If you’ve talked to me lately, I have probably bored you silly on the subject of my closet intervention, which was engineered by a very good friend. (Wow, look at the male regulars here heading for the exits. Amazing. Trust me. We are leading up to a memory. Two, in fact!) Like most women I know, I secretly wanted a makeover that would somehow involve no criticism of the self being made over. And definitely no public shaming via television show. I want Cliff and Stacey to tell me not what to wear, without having to take part in WHAT NOT TO WEAR.
At any rate, I f’loved it, including the discussion on why I feel it’s necessary to have loose travel dresses/tunics that can endure vomit. But the thing I found fascinating is that it is a deeply shaming experience even without television cameras to capture it. Why? Because it involves waste. There were clothes in my closet that still had the tags on them — and I keep a relatively lean closet. Of course, they had the tags on them because I had no desire to wear them. (An aside: I’m not one to hold onto clothes that don’t fit.) Yet I had somehow convinced myself that unworn clothes in the closet, like unwanted food forced down in hopes of joining the Clean Plate Club, were not wasted.
One thing jumped out: my shoe collection, which Facebook followers have been given glimpses of over the years, was in pretty good shape. Why was I so clear about what to put on my feet, but not what to put on my body?
Because I have no problem with my size 9.5, sometimes 10 feet. But for thirty-five years now, I’ve been waiting to morph into “Charlie,” as embodied by Shelley Hack, with Bobby Short singing my theme song as I stride down the street. Kinda cool, kinda now. Kinda young, kinda wow.* I wanted, in short — in Short — to be 5-foot-10 and 115 pounds.
Hey, I’m really close in one of those categories.
The ideal of female beauty in my youth was tall and thin. Really thin. Doing cocaine at Studio 54 thin. I remember when a college friend described to me earnestly how Cheryl Tiegs used to weigh some ungodly, horrible weight and had dieted her way back to supermodel stardom.
Cheryl Tiegs’s ungodly horrible weight was mine at the time. Thirty-something years later, I actually weigh a little less, but not much, although I am far leaner.
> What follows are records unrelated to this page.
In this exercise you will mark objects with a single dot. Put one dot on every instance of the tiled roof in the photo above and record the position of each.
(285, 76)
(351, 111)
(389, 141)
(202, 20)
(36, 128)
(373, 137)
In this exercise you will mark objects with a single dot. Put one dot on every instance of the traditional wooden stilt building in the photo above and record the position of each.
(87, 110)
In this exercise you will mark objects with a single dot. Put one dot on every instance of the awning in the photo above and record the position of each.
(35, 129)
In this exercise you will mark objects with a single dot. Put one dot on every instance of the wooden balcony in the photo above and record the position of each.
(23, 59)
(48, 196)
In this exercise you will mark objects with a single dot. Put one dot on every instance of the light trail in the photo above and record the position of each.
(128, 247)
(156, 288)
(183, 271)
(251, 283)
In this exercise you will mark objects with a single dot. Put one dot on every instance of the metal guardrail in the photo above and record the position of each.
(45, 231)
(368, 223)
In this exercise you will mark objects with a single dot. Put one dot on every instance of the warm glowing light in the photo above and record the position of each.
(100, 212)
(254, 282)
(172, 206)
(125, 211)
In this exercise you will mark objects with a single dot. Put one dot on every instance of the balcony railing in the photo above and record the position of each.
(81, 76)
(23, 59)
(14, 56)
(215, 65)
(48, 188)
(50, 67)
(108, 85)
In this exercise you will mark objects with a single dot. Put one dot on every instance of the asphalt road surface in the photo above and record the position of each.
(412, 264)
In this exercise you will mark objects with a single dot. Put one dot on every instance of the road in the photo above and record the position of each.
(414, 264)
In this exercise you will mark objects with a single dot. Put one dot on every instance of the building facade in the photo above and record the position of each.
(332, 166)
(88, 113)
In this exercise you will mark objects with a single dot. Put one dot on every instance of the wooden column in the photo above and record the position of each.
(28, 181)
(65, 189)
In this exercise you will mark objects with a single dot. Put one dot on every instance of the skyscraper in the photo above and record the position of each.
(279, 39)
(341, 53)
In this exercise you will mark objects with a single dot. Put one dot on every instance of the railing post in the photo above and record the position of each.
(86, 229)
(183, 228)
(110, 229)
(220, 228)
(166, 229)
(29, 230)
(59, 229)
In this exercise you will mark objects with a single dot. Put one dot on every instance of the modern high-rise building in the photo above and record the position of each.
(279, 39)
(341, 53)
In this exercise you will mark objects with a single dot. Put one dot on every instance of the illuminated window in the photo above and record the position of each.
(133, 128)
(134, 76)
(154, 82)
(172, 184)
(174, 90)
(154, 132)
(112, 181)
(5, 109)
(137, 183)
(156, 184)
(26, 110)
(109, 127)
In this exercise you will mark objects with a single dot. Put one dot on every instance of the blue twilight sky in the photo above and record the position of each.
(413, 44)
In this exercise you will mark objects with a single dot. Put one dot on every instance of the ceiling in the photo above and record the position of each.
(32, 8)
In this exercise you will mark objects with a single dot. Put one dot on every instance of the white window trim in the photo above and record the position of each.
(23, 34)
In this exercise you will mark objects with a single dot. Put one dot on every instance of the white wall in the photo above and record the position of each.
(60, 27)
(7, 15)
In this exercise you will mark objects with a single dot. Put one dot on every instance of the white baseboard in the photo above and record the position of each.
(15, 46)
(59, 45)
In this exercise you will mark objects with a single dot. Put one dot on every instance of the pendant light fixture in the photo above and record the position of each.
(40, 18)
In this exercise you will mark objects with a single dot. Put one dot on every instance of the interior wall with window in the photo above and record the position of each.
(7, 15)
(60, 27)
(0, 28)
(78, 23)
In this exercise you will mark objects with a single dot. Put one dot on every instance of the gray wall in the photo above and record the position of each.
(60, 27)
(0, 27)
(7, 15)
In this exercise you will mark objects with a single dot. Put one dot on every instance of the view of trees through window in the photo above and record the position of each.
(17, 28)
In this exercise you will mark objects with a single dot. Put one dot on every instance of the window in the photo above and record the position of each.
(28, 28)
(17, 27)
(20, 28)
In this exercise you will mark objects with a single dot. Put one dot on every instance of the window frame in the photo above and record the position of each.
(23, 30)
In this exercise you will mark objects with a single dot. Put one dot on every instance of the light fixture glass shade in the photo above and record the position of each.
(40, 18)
I’m not writing a body acceptance PSA here. (No, seriously — the guys can come back!) Things have gotten better and worse in some ways. More acceptance of different figures, but also this horrible plastic surgery aesthetic, the so-called Tits on a Stick. Yet there she is in my imagination, striding down the street, taunting me. I was sophisticated enough at fourteen to know that the perfume wouldn’t make me Charlie. But I looked for a long time for something that would.
The other memory that popped up was one of my favorite makeover scenes of all time, in VALLEY OF THE DOLLS. (Only the book, not the movie.) Neely O’Hara has a new vocal coach who wants her to burn her entire wardrobe, including a purple coat with a fox collar. She is allowed two dresses, solid wools, which cost $150* apiece. Spreading a napkin on her lap, she tells her boyfriend: One spill and half my wardrobe is out of commission.
Anyone else here ever had a makeover of any sort (wardrobe, library, home)? Or an affection for Jacqueline Susann?
*From memory, so suspect
**I’ll look this up in an inflation calculator, but it must have been a lot of money in 1948.